|Picture: Cardinal Christoph Schönborn (CNA)|
Yesterday I wrote about true friendship and how sometimes true friends, turn out to be only “fair weather friends”. I related this also to our friendship with our Lord, asking whether we are true friends of our Lord or just “fair weather friends”. Are we Catholic because we were born Catholic; are we Catholic because it is part of our culture; or are we Catholic because we have come to know and love our Lord?
I came to be thinking about this because I have for some time been trying to make sense of the constant attacks, by Catholics, on the Church and the Church’s teaching. It frustrates me and causes me to despair when I consider how many dissident Catholic newspapers, organisations, priests, deacons, religious and laity there are, who constantly attack the Church and the teaching of the Church. I can reconcile attacks on the Church and her teaching by non-Catholics, but not attacks by Catholics. I want to understand, if it is at all possible for me to do so, why a professed Catholic would so openly and vehemently resist and attack the Church and her teaching. Why would they seem so intent on destroying the Church and discrediting her teaching, usually under the guise of trying to improve and build the Church?
I am not sure whether I will ever really understand this, because there are probably a host of complex reasons for their behaviour. Today, however, I read what Cardinal Schönborn had to say during an interview with the Catholic News Agency on May 14, 2012. He said that “From the very beginning of his ministry, the Pope has stressed that Christian faith, Christian life is not first of all a series of doctrines, not first of all a series of rules, but a deepening friendship with Jesus. He (the Pope) is convinced that without faith you cannot understand Christian morals. Without faith, you cannot understand Christian life. And therefore, I think the big challenge is really to deepen our faith. Call it new evangelization, call it mission – I think it has very much to do with conversion.”[i]
Could this be it? Is the Pope right? Is the resistance towards and attacks on the Church and her teaching because some Catholics haven’t yet developed a true friendship with our Lord, or because they have lost that friendship? Are they seeing the Church and Church’s teaching as just an oppressive institute, with a list of oppressive rules and regulations? Are they, instead of understanding the Church and her teaching in a way that only a true friend can understand another friend, viewing it from the ‘outside’ of the friendship, where they simply don’t get it?
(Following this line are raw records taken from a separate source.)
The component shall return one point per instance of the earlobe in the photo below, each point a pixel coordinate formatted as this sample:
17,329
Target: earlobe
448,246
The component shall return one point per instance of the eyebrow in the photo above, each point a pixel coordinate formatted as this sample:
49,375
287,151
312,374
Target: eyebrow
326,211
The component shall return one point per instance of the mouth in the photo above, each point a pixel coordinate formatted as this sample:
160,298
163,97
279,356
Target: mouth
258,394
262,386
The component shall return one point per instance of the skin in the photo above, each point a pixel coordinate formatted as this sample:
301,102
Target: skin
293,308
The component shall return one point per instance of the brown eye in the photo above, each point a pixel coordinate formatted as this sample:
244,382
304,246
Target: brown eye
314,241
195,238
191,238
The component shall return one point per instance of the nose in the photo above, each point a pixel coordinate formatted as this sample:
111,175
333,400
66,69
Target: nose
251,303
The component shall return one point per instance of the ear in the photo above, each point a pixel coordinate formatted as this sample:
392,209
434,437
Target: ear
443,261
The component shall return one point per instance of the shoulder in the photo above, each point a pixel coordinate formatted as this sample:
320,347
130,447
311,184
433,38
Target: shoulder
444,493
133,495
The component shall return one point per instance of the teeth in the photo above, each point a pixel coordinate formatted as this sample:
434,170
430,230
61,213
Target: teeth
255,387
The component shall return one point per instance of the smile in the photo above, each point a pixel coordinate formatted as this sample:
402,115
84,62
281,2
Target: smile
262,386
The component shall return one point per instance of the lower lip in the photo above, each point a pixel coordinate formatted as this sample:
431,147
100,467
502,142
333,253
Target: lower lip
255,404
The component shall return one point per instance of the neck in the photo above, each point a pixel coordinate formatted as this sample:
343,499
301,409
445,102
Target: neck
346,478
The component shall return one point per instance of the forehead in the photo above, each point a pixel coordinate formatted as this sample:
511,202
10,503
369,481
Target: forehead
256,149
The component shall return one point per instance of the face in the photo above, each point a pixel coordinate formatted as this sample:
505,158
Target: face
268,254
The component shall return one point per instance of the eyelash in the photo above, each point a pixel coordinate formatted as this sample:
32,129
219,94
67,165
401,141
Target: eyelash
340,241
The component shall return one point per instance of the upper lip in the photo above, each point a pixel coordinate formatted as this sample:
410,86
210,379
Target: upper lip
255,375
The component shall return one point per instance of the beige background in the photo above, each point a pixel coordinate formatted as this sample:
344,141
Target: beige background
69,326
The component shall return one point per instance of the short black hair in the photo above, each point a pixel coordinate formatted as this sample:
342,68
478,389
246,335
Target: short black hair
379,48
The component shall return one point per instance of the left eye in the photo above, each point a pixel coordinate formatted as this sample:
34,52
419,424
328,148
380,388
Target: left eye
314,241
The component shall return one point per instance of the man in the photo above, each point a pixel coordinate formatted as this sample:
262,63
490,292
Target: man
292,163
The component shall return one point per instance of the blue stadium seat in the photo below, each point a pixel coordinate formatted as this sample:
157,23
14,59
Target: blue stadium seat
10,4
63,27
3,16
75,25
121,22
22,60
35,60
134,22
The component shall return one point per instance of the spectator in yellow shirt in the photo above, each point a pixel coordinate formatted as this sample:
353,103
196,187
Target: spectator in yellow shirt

One has to admit that some of the Church's teaching, if taken out of the context of our relationship with our Lord, can, if one really wants it to, take on quite absurd and even sinister tones: traditional marriage can easily be seen as a selfish and bigoted rule to stop homosexual people from being happy; not using contraception could be seen as an ignorant approach to what is a clever human invention that helps all people to enjoy sex responsibly without unwanted pregnancies or sexually transmitted diseases; male only clergy certainly seems archaic and oppressive in the context of the modern world; the sacrament of Confession appears to keep people focussed on the negative, encouraging feelings of guilt and inferiority instead of a positive personal view of oneself; an anti-abortion stance means that poor people remain poor because of having to feed unwanted children, not to mention all the other negative consequences for women who are forced to have children they don’t want; the concept of the Real Presence is just bizarre, a bit like a far fetched vampire movie and actually pretty disgusting when one thinks about actually eating another persons flesh and drinking his blood.
Yet, this same Church and the same teaching, in the context of “a deepening friendship with Jesus”, begins to make complete sense and in fact actually becomes perfectly obvious, necessary and entirely natural for the Christian to accept and live by. In the face of “a deepening friendship with Jesus”, a Christian life without the Church and without her teaching, is what begins to sound absurd and sinister.
The Cardinal may have hit the nail right on the head. Possibly, what we need to do more of in the Church, as a viable and positive response to all the dissident Catholics, is to pray that we will all really “deepen our faith”. Instead of engaging in intellectual disputes to convince dissidents that our Church and her teaching is right, let’s focus on helping others to develop a true friendship with Jesus, because outside of that friendship, it makes no sense whatsoever and will never make any sense. As Pope Benedict XVI says, “without faith you cannot understand Christian morals. Without faith, you cannot understand Christian life.”